0


Artikel berikut ini merupakan pembahasan bagaimana menyikapi para penghina Islam dan dimuat secara berseri dalam beberapa tusan. Hal ini sangat penting dibaca bagi kaum Muslimin karena berkaitan dengan ‘aqidah. Selain itu, agar kaum muslimin juga terhindar dari dosa yang bisa mengeluarkan diri dari dienul Islam, karena mengolok-olok Islam.

Fenomena Maraknya Aksi Penghinaan terhadap Islam

Berbagai macam penghinaan terhadap Islam marak terjadi di mana-mana. Mulai dari pemuatan karikatur Nabi Muhammad Shallallahu ‘alaihi wa sallam oleh Jyllands Posten lalu ditiru oleh majalah Charlie Hebdo, pembakaran Al-Qur’an oleh Pendeta Kristen Terry Jones, pelecehan kalimat tauhid oleh wanita jalang Aliaa Magda Elmahdy dan lain-lain.

Tak hanya itu, pelecehan Islam ternyata juga terjadi di negara mayoritas Muslim terbesar di dunia, Indonesia. Orang-orang Kristen di negeri ini seenaknya melecehkan Islam. Sejak zaman wartawan murtad Arswendo Atmowiloto yang menghina Nabi Muhammad, disusul murtadin lainnya seperti Poernama Winangun dan Pendeta Suradi. Belum lama ini juga marak beredar video seorang murtadin bernama Saifudin Ibrahim yang kerap menghina Nabi Muhammad di berbagai kesempatan.

Ditambah lagi dengan kaum liberal yang membuat tulisan menghina syariat Islam seperti Ulil Abshar Abdalla dalam tulisannya “Menyegarkan Kembali Pemahaman Islam”. Belum lagi kaum liberal di kampus-kampus IAIN yang dengan berani meneriakkan “Anjinghu Akbar” dan menyatakan Tuhan Membusuk.

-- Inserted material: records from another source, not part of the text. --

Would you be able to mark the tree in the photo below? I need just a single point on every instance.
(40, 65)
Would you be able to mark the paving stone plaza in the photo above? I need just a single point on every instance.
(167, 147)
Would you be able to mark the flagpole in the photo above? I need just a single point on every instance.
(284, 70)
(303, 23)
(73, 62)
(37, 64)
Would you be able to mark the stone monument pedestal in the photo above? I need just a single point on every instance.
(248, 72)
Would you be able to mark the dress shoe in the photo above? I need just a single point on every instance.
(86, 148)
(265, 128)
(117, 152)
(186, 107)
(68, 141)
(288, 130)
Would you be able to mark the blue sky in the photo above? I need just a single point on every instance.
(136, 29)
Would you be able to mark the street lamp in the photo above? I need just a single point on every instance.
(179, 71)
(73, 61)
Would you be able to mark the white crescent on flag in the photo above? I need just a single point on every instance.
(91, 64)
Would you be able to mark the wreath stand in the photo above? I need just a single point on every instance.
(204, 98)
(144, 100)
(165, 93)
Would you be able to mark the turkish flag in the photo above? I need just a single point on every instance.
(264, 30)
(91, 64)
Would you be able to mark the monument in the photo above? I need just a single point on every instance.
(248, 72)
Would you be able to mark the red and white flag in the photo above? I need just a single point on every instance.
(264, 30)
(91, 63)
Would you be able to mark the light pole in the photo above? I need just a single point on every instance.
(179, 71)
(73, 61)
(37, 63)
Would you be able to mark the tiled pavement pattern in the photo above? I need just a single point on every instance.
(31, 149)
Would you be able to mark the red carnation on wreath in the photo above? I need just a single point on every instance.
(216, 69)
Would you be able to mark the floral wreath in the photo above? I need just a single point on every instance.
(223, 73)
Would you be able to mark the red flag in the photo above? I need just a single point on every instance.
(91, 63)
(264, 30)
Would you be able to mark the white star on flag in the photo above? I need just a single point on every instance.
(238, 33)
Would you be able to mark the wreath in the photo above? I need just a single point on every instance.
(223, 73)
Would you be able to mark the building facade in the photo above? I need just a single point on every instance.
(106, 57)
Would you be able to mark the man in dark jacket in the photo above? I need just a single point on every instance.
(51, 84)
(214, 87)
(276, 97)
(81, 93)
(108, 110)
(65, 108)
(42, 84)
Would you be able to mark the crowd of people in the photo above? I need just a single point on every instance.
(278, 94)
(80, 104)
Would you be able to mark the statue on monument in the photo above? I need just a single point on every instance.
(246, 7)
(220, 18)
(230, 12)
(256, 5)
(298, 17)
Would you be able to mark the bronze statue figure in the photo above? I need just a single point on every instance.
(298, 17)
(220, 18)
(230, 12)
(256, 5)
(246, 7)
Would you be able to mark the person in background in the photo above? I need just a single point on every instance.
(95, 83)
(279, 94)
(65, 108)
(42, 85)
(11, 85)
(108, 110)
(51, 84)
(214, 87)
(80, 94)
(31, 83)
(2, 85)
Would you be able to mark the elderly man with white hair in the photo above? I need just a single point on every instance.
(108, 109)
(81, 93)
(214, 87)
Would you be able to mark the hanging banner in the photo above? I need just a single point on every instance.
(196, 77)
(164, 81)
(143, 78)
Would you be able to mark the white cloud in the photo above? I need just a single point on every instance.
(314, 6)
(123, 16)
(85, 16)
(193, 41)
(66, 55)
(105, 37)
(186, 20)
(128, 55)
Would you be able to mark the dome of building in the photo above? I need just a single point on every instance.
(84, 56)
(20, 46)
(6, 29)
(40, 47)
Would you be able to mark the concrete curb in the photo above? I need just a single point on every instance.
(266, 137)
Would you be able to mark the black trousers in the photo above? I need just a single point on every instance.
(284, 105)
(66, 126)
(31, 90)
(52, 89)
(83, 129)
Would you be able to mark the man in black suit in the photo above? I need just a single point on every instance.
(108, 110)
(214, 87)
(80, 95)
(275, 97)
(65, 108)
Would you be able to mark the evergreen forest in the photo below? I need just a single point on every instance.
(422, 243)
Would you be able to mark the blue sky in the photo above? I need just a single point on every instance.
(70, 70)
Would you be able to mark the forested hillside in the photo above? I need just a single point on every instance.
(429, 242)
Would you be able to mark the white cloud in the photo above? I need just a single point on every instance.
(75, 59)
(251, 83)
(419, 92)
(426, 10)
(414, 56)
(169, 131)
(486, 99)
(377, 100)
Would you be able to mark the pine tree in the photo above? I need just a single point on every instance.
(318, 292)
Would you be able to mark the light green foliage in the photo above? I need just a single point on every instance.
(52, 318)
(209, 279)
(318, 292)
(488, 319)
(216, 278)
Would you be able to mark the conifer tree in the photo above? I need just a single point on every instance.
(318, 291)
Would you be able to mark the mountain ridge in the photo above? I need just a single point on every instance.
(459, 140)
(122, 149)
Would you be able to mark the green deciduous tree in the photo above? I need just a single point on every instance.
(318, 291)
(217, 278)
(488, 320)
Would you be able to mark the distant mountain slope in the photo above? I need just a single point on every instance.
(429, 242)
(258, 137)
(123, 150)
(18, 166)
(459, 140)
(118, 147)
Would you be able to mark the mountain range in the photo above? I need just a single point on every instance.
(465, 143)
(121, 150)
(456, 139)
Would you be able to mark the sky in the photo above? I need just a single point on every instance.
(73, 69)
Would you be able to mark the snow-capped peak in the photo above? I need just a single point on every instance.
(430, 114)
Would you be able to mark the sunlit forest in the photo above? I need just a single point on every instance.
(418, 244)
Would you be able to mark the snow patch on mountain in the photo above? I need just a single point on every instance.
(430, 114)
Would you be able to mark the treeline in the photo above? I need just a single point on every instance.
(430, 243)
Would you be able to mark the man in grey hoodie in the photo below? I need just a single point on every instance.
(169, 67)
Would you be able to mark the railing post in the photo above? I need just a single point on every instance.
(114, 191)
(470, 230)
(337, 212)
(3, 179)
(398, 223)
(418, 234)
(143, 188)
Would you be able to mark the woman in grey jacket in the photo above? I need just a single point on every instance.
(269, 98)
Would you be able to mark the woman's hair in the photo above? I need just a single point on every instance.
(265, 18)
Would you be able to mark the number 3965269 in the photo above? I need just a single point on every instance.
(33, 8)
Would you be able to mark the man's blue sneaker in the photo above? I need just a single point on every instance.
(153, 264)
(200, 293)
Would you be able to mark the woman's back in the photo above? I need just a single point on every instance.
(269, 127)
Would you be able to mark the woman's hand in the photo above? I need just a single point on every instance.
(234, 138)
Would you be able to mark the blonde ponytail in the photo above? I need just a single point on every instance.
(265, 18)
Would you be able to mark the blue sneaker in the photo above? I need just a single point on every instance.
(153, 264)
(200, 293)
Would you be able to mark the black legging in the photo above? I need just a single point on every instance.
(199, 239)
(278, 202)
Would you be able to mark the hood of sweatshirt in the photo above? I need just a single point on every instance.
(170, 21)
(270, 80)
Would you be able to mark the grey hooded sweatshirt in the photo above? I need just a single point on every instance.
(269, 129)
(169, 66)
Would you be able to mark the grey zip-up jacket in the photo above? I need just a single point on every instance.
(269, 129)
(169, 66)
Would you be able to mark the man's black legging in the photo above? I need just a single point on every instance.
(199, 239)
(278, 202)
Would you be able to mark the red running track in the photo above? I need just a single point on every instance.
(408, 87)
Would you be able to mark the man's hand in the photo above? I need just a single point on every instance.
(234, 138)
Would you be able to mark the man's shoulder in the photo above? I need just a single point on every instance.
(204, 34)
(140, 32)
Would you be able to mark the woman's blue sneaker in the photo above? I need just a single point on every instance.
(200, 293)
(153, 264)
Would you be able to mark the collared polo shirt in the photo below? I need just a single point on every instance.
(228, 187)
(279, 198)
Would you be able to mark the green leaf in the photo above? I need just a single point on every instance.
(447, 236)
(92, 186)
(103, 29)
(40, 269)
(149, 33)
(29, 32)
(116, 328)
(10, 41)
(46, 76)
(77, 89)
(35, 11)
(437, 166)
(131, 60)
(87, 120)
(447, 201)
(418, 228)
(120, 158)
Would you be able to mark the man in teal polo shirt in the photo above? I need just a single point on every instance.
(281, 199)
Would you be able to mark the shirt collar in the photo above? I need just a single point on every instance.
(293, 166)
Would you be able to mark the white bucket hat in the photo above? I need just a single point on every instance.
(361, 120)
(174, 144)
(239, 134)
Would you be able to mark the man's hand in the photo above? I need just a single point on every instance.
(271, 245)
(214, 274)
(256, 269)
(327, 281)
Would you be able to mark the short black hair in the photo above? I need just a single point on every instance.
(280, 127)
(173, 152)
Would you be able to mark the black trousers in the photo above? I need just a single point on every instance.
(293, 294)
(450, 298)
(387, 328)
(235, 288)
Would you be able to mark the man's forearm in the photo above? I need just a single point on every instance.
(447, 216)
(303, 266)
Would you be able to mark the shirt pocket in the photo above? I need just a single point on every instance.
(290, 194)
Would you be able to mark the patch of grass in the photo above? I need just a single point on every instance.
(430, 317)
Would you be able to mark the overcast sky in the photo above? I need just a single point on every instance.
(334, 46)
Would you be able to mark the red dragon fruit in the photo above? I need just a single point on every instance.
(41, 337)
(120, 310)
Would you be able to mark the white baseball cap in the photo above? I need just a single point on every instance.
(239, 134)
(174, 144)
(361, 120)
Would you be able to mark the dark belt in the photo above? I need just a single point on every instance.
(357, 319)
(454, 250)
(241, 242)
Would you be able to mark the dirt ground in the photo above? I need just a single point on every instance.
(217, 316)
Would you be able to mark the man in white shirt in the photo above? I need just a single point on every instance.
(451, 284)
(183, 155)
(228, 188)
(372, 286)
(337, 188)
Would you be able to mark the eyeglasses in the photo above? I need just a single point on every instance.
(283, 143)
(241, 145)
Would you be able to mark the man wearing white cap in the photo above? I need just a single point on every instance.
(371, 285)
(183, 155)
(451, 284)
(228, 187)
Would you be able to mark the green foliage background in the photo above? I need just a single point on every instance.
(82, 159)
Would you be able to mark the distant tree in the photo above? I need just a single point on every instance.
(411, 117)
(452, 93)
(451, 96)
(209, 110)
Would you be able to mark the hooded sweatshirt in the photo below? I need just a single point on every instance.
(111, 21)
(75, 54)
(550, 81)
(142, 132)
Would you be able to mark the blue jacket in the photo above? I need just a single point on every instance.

Fenomena aksi pelecehan terhadap Islam ke depan akan terus terjadi selama umat Islam di negeri ini –pada khususnya- dan umat Islam di seluruh dunia tidak bersikap tegas terhadap musuh-musuh Islam.

Hukum bagi Penghina Islam

Pembahasan tentang hal ini sudah banyak dijelaskan dalam buku-buku maupun artikel, oleh sebab itu kali ini hanya akan diulas secara singkat. (Baca: Hukuman Mati bagi Penghina Agama Islam!)

Dalam syariat Islam dijelaskan bahwa bagi penghina Islam termasuk menghina simbol-simbol yang berkaitan dengannya, baik itu Nabi Muhammad Shallallahu ‘alaihi wa sallam, Al-Qur’an atau menghina Allah Ta’ala dan lain-lain, maka hukumnya adalah vonis mati berdasarkan ijma’.

Allah Ta’ala berfirman:

وَإِنْ نَكَثُوا أَيْمَانَهُمْ مِنْ بَعْدِ عَهْدِهِمْ وَطَعَنُوا فِي دِينِكُمْ فَقَاتِلُوا أَئِمَّةَ الْكُفْرِ إِنَّهُمْ لا أَيْمَانَ لَهُمْ لَعَلَّهُمْ يَنْتَهُونَ

“Dan jika mereka melanggar sumpah (perjanjian)nya sesudah mereka mengikat perjanjian, dan mereka mencerca agama kalian, maka perangilah gembong-gembong kekafiran itu, karena sesungguhnya mereka itu adalah orang-orang yang tidak dapat dipegang janjinya, agar supaya mereka berhenti” (QS. At-Taubah: 12).
Syaikhul Islam Ibnu Taimiyyah berkata:

إنه سماهم أئمة الكفر لطعنهم في الدين، فثبت أن كل طاعن في الدين فهو إمام في الكفر.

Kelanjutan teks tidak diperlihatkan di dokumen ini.